Russell Asian Barometer: Asian economies are mostly structurally sound but markets unlikely to recover until the global storm abates
China remains most attractive market with low PE, big fiscal plans and realistic earnings expectations
SINGAPORE December 4 2008 - Russell Investments, in its third edition of the quarterly Asian Market Barometer, says that the full force of the export downturn is yet to
hit and therefore expectations for economic growth and earnings across the region could suffer further downturns. The Russell Asia ex Japan share price index fell 42% over the three months to the end
of November, exceeding the 30% decline in the S&P 500.
Andrew Pease, Russell’s Asia-Pacific Investment Strategist and the author of the Asian Market Barometer says “Investors around the world are asking the same two questions: how much more bad news is yet to come and how much of this is already priced into share valuations?”
“The answer to the first question is plenty more”, says Pease. “The virtual freezing of the global credit markets since September means that economic indicators every everywhere are falling at an unprecedented rate. Volatility will remain high until a solid consensus forms on the profit outlook or 2009.”
Pease believes the second question is slightly easier to answer: “Equity markets have priced a lot of bad news already. The MSCI developed world share index is trading on a 12-month ahead price to earnings (PE) ratio of 9.0 times, down from 15 times in mid 2007 and the lowest in at least 20 years. Asia ex-Japan is trading on an 8.9 times PE ratio, marginally above the 8.4 times recorded in mid-1998.”
Economic outlook: shaken but not stirred
In many respects, Asia’s economies appear well placed to avoid the worst of the financial crisis. Most countries have current account surpluses, government debt levels are relatively low and fiscal positions are in surplus or modest deficit (aside from India and Malaysia). Central banks in Asia have built huge foreign exchange reserves; in just six years China’s reserves have grown from US$300 billion to US$2 trillion.

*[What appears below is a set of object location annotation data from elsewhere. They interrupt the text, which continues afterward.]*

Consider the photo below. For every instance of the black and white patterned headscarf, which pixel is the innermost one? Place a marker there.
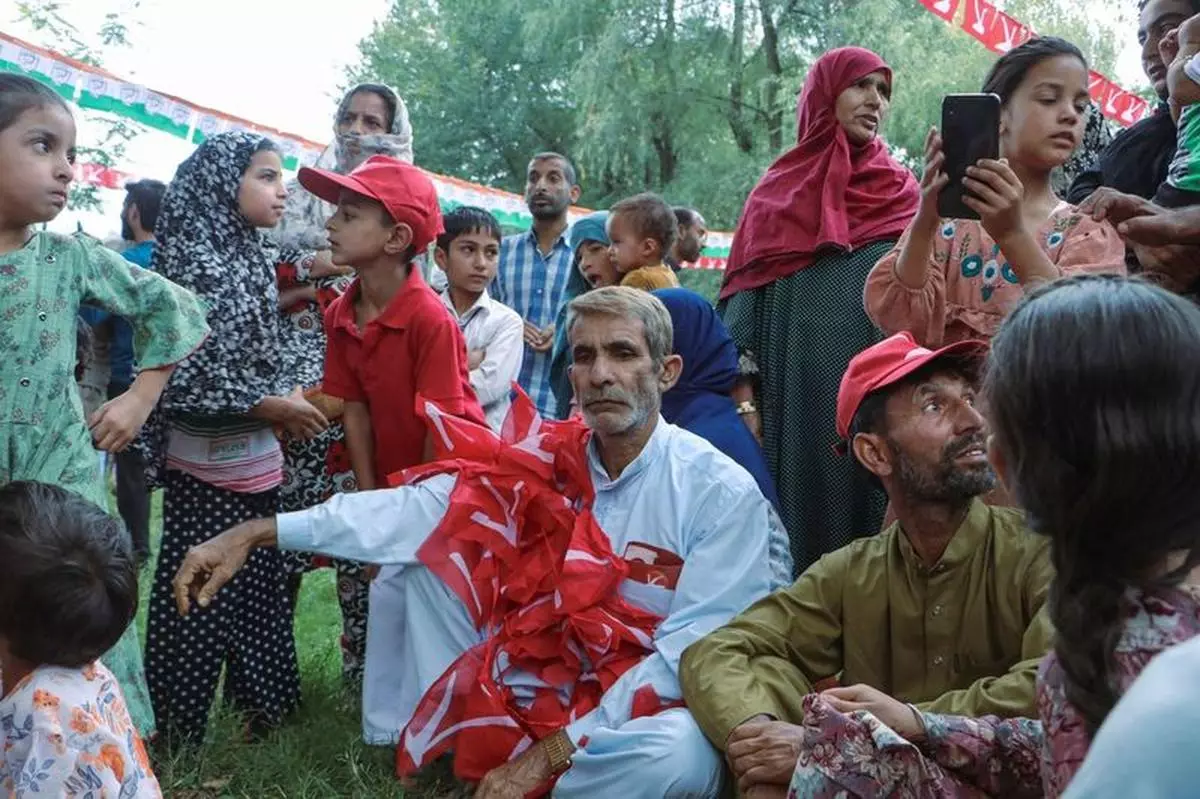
(207, 245)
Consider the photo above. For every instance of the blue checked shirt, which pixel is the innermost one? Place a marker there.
(533, 286)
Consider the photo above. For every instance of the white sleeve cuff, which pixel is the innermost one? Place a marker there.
(294, 530)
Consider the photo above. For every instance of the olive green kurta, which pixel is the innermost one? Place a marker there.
(43, 434)
(964, 636)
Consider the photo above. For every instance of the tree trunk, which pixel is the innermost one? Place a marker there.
(664, 121)
(774, 80)
(743, 134)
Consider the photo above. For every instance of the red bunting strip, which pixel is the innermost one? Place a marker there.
(1001, 32)
(95, 174)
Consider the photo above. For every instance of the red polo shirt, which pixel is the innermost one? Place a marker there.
(414, 346)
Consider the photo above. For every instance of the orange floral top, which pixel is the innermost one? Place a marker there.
(66, 732)
(970, 287)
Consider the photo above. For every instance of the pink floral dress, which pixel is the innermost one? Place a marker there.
(858, 756)
(971, 287)
(66, 732)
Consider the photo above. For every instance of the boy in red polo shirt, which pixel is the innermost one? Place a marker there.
(390, 336)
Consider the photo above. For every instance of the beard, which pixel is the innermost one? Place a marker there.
(642, 403)
(552, 209)
(945, 481)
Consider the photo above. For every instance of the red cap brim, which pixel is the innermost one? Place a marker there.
(329, 185)
(970, 353)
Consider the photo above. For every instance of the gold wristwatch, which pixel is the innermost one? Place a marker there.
(559, 750)
(747, 408)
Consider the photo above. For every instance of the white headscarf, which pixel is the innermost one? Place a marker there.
(303, 226)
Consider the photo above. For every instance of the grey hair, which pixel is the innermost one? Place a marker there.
(628, 304)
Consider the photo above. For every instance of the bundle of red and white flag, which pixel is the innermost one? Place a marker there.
(521, 548)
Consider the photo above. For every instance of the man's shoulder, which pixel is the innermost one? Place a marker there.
(1011, 530)
(707, 467)
(510, 244)
(868, 550)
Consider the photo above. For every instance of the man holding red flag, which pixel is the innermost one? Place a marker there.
(558, 572)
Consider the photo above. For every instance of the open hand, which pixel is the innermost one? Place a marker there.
(1115, 206)
(1164, 227)
(763, 752)
(894, 713)
(209, 566)
(117, 422)
(519, 779)
(996, 194)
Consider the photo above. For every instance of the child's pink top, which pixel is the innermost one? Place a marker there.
(970, 287)
(66, 732)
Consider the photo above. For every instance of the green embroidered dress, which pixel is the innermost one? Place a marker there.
(43, 434)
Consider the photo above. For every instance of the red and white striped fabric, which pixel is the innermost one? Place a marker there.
(521, 548)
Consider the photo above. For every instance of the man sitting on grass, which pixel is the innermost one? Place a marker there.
(556, 581)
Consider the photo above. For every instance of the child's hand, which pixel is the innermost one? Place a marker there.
(1169, 47)
(295, 414)
(117, 422)
(933, 180)
(996, 194)
(323, 266)
(1115, 206)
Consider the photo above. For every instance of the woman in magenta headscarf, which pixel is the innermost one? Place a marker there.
(811, 230)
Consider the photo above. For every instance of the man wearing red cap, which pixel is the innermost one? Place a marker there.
(942, 610)
(390, 338)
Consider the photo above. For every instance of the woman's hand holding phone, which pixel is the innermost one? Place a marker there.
(933, 180)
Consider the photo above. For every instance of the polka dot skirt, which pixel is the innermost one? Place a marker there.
(247, 628)
(803, 330)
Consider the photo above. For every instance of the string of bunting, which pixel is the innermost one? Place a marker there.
(1001, 32)
(96, 89)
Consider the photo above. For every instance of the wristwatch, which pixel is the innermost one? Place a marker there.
(559, 750)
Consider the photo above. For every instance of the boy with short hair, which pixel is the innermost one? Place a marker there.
(468, 252)
(390, 337)
(70, 589)
(642, 229)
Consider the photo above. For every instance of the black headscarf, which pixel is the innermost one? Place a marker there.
(1135, 162)
(207, 245)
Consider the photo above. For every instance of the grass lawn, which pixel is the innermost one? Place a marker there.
(318, 754)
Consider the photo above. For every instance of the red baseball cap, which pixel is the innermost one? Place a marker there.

With the exception of Korea there is little evidence of excessive borrowing by households. This means that consumer de-leveraging and rising savings are unlikely to be anywhere near as severe as developed countries.
Pease explains that at the time of the last Russell Barometer the consensus was that Asia could achieve 6% growth in 2009 broadly in line with the 10-year average. The forecast now is 4% which if achieved would be the weakest growth outcome since 2001. Even so, this is a more optimistic outlook than for the US where forecasters expect the deepest recession since 1982.
“Asia’s exposure to the global credit crunch comes mostly through exports and the impact of the crisis on business sand consumer confidence. Financing is less of an issue given the abundance of savings within the region, the ability of banks to fund loans through deposits and the limited exposure of Asian financial institutions to sub-prime debt securities”, says Pease.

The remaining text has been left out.